Actioneer — Harness Design Beats Model Scale: How Actioneer Achieves State-of-the-Art Accuracy at Lower Cost

By Sashank Vandrangi, Co-Founder & CPTO, Actioneer — June 2026

Frontier model inference costs have not fallen at the rate the industry anticipated. Provider endpoints have experienced meaningful reliability variation. And the operational reality for enterprise AI teams is increasingly that model selection decisions carry both accuracy and cost consequences that compound at scale. Against this backdrop, the question of where frontier intelligence is genuinely required and where it represents unnecessary spend has moved from a theoretical concern to a practical one.

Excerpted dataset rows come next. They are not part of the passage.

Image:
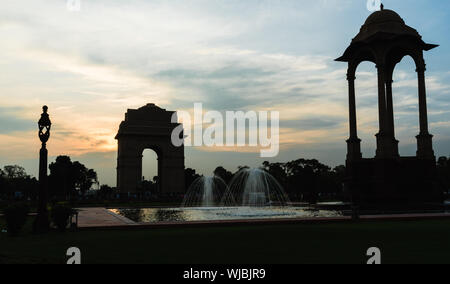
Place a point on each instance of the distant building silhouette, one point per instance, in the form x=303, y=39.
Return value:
x=385, y=39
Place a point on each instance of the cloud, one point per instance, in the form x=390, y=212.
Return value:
x=12, y=122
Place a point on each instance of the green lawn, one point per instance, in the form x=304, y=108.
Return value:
x=400, y=242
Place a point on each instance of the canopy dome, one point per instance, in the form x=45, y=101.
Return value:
x=383, y=26
x=384, y=16
x=387, y=22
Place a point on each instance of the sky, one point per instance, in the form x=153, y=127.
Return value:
x=90, y=66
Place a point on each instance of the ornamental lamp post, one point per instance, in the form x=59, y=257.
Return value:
x=42, y=221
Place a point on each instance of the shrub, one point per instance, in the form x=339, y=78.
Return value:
x=16, y=217
x=60, y=216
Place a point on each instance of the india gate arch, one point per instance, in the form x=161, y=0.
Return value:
x=149, y=127
x=385, y=40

Actioneer's approach to this problem is architectural. Rather than selecting a single model and applying it uniformly across every reasoning step in a data analysis workflow, we designed a harness that decomposes each task into distinct cognitive sub-tasks, assigns each sub-task to the model configuration that performs best on it, and maintains explicit controls against the failure modes that cause single-model systems to degrade on hard enterprise queries.

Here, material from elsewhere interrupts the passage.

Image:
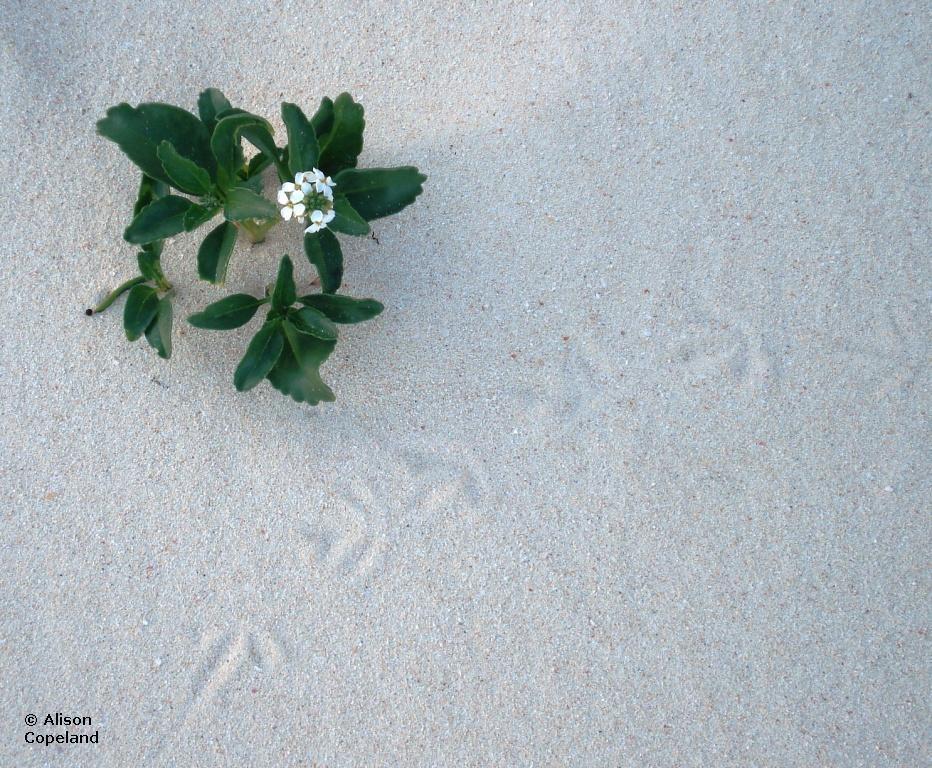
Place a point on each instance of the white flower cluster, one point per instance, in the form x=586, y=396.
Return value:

This post reports the results of running that harness across four benchmarks spanning multi-step analytical reasoning, schema exploration, pipeline construction, and curated enterprise problems. The findings are consistent: role-separated architecture with asymmetric model assignment outperforms monolithic frontier deployment on both accuracy and cost per correct answer.

The Problem with Uniform Model Application

Enterprise data analysis workflows are not cognitively uniform. A task that requires precise interpretation of a company-specific metric definition is a fundamentally different cognitive operation from the code generation that implements that interpretation. Treating both as equivalent, and routing both through the same frontier model in the same context window, introduces interference between the two that degrades performance on both dimensions.

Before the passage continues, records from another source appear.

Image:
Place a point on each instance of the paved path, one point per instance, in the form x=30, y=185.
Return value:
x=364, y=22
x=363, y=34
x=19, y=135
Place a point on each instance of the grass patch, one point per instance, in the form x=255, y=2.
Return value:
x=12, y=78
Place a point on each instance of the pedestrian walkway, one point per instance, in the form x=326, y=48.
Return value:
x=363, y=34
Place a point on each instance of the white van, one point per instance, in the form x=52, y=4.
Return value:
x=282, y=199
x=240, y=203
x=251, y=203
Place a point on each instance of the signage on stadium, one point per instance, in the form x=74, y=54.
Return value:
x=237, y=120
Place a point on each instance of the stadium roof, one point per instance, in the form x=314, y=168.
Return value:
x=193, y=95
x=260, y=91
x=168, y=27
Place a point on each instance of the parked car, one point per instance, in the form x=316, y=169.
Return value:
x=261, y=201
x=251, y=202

Actioneer’s research documents this failure pattern rigorously on financial data analysis tasks. A single frontier model - GPT-5 running in a standard ReAct loop passes 20% of hard analytical tasks at $0.37 per task. The same GPT-5 checkpoint, constrained exclusively to the specification and review roles in a role-separated harness, contributes to a system that passes 80% of the same tasks at $0.10 per task. Same model. Different role. The lift is entirely attributable to role separation, not to model quality.

Three failure modes drive this gap, each traceable to a specific model incapability rather than a prompt artifact:

Definition-shift: the model reads a document and quotes the correct formula in its reasoning trace, then implements a different formula in code. This is a contract failure caused by long-context degradation as the executor's context fills with intermediate computation, burying the original specification.

Action-bias: the executor commits to a plausible interpretation of an ambiguous instruction rather than escalating for clarification. This is a model property under standard ReAct, not a scaffolding artifact. Tested across five separate runs with a minimal four-line prompt, the executor invoked the escalation protocol zero times despite genuine interpretation ambiguity in every run.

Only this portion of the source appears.